The second publication is a book chapter which analyses how international law seeks to prevent the sexual exploitation and abuse of children, and appears in the fourth edition of Professor Trevor Buck’s International Child Law Routledge text, edited by Dr Rajnaara Akhtar and Dr Conrad Nyamutata of De Montfort Law School. The book examines the rights of the child using the global framework of the UNCRC. Through examining both public and private international legal aspects, this interdisciplinary text promotes a holistic understanding of the ongoing development of child law, children’s rights, and the protection of the child. Chapter 8 of the International Child Law text (‘Sexual Exploitation’) acknowledges that the sexual abuse and exploitation of children has occurred throughout human history but did not emerge upon the international agenda until the 1990s. The chapter grapples with the issue of definitions, as the expansion of the discourse since the turn of the twenty-first century has arguably rendered any definition of ‘child sexual exploitation’ as vague and ambiguous. The fact remains that international law does not offer a distinct definition of the sexual exploitation, but the international legal apparatus has sought to address this through the adoption of the Optional Protocol to the Convention on the Rights of the Child on the sale of children, child prostitution and child pornography (OPSC). The chapter on sexual exploitation in previous editions had mentioned trafficking, but not explicitly addressed the Trafficking Protocol and its role in combatting the sexual exploitation of children. Although trafficking is frequently perceived as synonymous with commercial sex work or ‘sexual enslavement’, this is not the case. The issue of quantification of the issues and the profits rendered from the sexual exploitation of children are touched upon, as they shape and inform the international action of global bodies that have a mandate to combat child sexual exploitation, such as The United Nations and the Group of 7 (formerly G8). The key difference between global and regional mandates is that regional ones ordinarily involve localized action. Examples of regional instruments include the Organisation of African Unity’s (OAU) African Charter on the Rights and Welfare of the Child and the South Asian Association for Regional Co-operation (SAARC) Convention on Preventing and Combating Trafficking in Women and Children for Prostitution.

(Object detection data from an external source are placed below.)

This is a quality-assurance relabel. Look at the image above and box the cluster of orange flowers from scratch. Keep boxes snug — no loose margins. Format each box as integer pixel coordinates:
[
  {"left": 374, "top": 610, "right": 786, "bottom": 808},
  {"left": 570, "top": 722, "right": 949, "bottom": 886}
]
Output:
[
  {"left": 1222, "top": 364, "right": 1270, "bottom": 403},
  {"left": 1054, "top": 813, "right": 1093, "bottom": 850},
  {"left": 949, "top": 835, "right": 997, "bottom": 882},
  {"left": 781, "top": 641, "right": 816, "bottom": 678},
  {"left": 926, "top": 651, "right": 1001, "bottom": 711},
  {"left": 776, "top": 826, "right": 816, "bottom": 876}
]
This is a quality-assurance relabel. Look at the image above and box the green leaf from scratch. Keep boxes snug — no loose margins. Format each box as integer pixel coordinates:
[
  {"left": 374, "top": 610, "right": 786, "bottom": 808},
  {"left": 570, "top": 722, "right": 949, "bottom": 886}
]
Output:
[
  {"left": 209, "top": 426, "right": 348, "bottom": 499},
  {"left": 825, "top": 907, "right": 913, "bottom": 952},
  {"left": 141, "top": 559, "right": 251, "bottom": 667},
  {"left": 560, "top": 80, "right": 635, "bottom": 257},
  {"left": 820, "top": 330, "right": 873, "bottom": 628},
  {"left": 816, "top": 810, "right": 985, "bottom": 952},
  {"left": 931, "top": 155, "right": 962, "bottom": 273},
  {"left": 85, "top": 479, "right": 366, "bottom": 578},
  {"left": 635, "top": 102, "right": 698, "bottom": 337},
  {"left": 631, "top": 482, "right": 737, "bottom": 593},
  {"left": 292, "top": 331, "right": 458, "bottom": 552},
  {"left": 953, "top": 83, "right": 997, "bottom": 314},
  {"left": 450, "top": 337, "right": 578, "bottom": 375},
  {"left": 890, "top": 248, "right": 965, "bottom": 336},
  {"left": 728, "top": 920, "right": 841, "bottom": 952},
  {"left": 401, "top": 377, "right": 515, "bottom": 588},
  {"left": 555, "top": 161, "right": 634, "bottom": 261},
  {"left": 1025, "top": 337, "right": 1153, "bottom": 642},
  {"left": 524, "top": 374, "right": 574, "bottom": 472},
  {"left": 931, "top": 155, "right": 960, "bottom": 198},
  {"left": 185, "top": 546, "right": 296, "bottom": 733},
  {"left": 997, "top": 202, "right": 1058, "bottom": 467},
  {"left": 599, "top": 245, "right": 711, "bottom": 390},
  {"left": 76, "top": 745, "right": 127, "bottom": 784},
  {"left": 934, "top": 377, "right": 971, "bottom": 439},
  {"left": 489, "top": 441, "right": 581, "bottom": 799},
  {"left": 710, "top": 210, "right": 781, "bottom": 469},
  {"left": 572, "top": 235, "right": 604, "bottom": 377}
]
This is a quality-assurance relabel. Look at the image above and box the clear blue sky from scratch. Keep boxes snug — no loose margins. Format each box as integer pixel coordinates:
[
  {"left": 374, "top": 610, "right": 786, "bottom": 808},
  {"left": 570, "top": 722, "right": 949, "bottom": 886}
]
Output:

The chapter finds resonance with the journal article above, through highlighting that the discourse of child sexual exploitation ‘is produced by and reproduced by the dominant discourse of childhood in the West, and more specifically, a discourse of female childhood in which female sexuality is constructed within a sexual double standard’. This analysis coincides with the fact that the most active geopolitical region seeking to combat child sexual exploitation is Europe. Moreover, this chapter sought to introduce the emerging critical scholarship upon the issue of ‘modern slavery’ and challenge the assertion of the previous edition that ‘trafficking … has become a modern-day slave trade’.